Wynton’s Blog

Crossover to What? (Part II)

In the 70's the American music industry and national radio became almost completely segregated. The industry and the country (all of us went along with it) used code words. R&B meant black, Rock 'n' Roll and Pop meant white. Michael Jackson was popular but his heartfelt song to a rat (Ben), even though he did a credible job in an incredible situation, cost him on the street (whatever that means).

Anyway, by the mid 70's, the two great, black, pop bands conceptually were Parliament Funkadelic and Earth, Wind and Fire. There was 'party, shake your booty, and love music' represented by the Commodores, Smokey, and the Ohio Players amongst others, and there was consciousness music represented mainly by Stevie Wonder, Marvin Gaye, and one of the few integrated bands, War. The Jackson 5 faded from view.

In the late 70's, the Bee Gees had their smash hit with 'Saturday Night Fever'. Even though much of that music was superior to what followed, their enormous success ushered in the mindless and tasteless exuberance of disco which dramatically changed the music-to-entertainment ratio in pop music. With disco, the beat was the star and it didn't have to be funky or deep in any discernable pocket — it simply had to BE there. Reemerge Michael Jackson now a young man, wispy and can dance; a throwback to an earlier era of entertainment even though just in the bloom of young manhood. This was a critical juncture in Afro-American popular music. Of course generations always like to think the crises of their times are new and definitive for all times when they are often repetitions of past problems or unresolved issues that keep coming around. Michael Jackson and the decisions he and his peers made on behalf of American music would seal a direction for popular music that continues today.

These are the components of their styles:

1) Emphasis on technological achievements in lieu of artistic achievement.

2) Fantasy as the principal commodity—fun and the creation of excitement with technology and loud theatrical elements replaces the creation of excitement through communication of musical ideas and a shared music.

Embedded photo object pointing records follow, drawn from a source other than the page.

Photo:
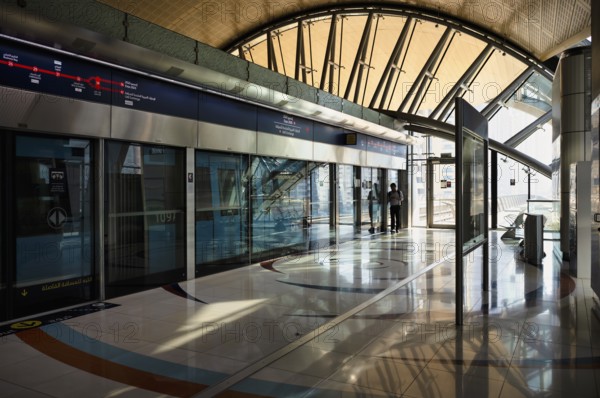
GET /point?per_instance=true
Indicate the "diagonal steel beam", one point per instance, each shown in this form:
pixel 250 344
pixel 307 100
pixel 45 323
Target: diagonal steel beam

3) Dance and visual elements like literally running around the stage and/or imitating guitar players in front of them (while they're playing) take precedent over musical ones—-the music is purely background with the exception of the song line (generally a lot of repeated notes) and the beat (generally something so static a machine can play it).

4) Afro-American musical imperatives, such as the blues timbre, virtuoso instrumental improvisation, and a highly personalized dance-beat relationship that produced so many great rhythm sections, are devalued as if these elements are somehow less 'progressive'. (In the 80's rap was to counter state this trend only to succumb, in a few years, to a plantation-minstrel version of Afro-American entertainment that replaced musical objectives with socio-pathology which got so deep some of the musicians ACTUALLY ended up dead or going to prison to prove the 'authenticity' of their confused conception of blackness).

5) The artifact takes years to produce because production values and studio effects replace actual musical sophistication.

6) The only concerns for the finished 'product' are commercial. If it sells, it's good- if it sells more, it is grreeeat!

7) A critical community more concerned with not killing the goose laying the golden eggs than assessing the value of music in relation to what preceded it (very much akin to loan officers who loaned money indiscriminately in order to scam secondary investors with bogus unrecoupable debt—-beware buyer! your protector is part of the game). This was a perfect concoction for the specific genius of Michael Jackson. A great dancer with good looks and unquestioned pedigree in the Afro-American tradition (a real crossover doesn't feel as triumphant unless you're actually the thing you're crossing over from). A fan base (cognizant of the pressures of being a child star) that wanted to see what Michael would become as a young man. A point in history when spectacular production values and an expanded media penetration provided the MEANS—— and the lack of national music education as well as the insistence on forcing entertainment to also carry the weight of music (akin to asking fast foods to represent a whole cuisine) provided the WAY for an ill equipped populace to be exploited and thrilled about it at the same time.